Critics accused her of being transphobic, an allegation Ms Rowling strongly denies.
Now the 54-year-old author has responded to criticism surrounding her comments in a lengthy blog post on her website.
She wrote: "I've been in the public eye now for over 20 years and have never talked publicly about being a domestic abuse and sexual assault survivor.
"This isn't because I'm ashamed those things happened to me, but because they're traumatic to revisit and remember...
"I'm mentioning these things now not in an attempt to garner sympathy, but out of solidarity with the huge numbers of women who have histories like mine, who've been slurred as bigots for having concerns around single-sex spaces."
In the blog post, Ms Rowling recalled "a serious sexual assault I suffered in my twenties" and wrote about the domestic abuse she had suffered in a previous relationship. "The scars left by violence and sexual assault don't disappear, no matter how loved you are, and no matter how much money you’ve made."
She said she was motivated to address transgender issues via her Twitter account because of what she sees as an increasingly misogynistic society. "We're living through the most misogynistic period I've experienced," she continued.
"Never have I seen women denigrated and dehumanised to the extent they are now.

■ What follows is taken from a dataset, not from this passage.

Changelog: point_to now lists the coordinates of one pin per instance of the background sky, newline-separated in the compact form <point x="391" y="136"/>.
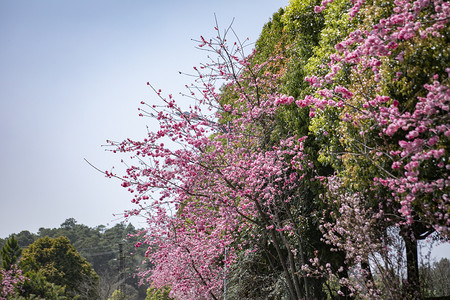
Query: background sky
<point x="72" y="74"/>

Everywhere, women are being told to shut up and sit down, or else."
Ms Rowling said she had felt "mentally sexless" as a young girl, which had prompted her to develop mental health issues. She wrote: "When I read about the theory of gender identity, I remember how mentally sexless I felt in youth.
"I've wondered whether, if I’d been born 30 years later, I too might have tried to transition. The allure of escaping womanhood would have been huge."

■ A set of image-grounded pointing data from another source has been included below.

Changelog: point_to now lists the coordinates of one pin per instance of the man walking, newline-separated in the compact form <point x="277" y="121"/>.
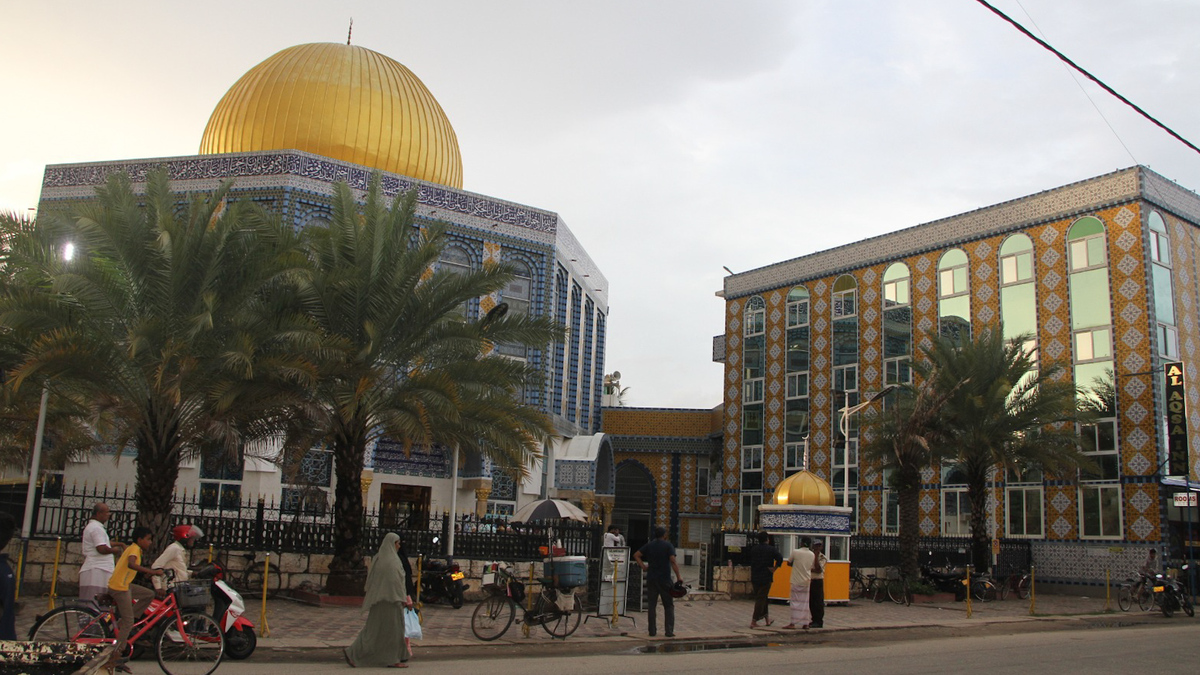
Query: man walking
<point x="97" y="555"/>
<point x="613" y="538"/>
<point x="765" y="559"/>
<point x="659" y="561"/>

Daniel Radcliffe, the star of the Harry Potter film series, and Eddie Redmayne, who leads the cast of Ms Rowling's film Fantastic Beasts, have both criticised the author for her comments about transgender issues.
Harry Potter actress Emma Watson said on Twitter: "Trans people are who they say they are and deserve to live their lives without being constantly questioned or told they aren't who they say they are."

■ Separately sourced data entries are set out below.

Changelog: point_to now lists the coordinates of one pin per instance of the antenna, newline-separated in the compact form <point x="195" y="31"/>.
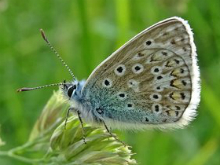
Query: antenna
<point x="39" y="87"/>
<point x="56" y="53"/>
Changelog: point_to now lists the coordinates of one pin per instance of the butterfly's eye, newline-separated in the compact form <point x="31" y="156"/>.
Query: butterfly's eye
<point x="70" y="90"/>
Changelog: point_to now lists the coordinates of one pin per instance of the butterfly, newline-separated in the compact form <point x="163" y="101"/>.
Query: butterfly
<point x="152" y="81"/>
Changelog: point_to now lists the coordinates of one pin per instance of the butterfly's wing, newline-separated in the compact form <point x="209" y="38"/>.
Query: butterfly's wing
<point x="152" y="80"/>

Ms Rowling said she was not looking for sympathy. "I haven't written this essay in the hope that anybody will get out a violin for me, not even a teeny-weeny one. I'm extraordinarily fortunate; I’m a survivor, certainly not a victim.
"I’ve only mentioned my past because, like every other human being on this planet, I have a complex backstory, which shapes my fears, my interests and my opinions."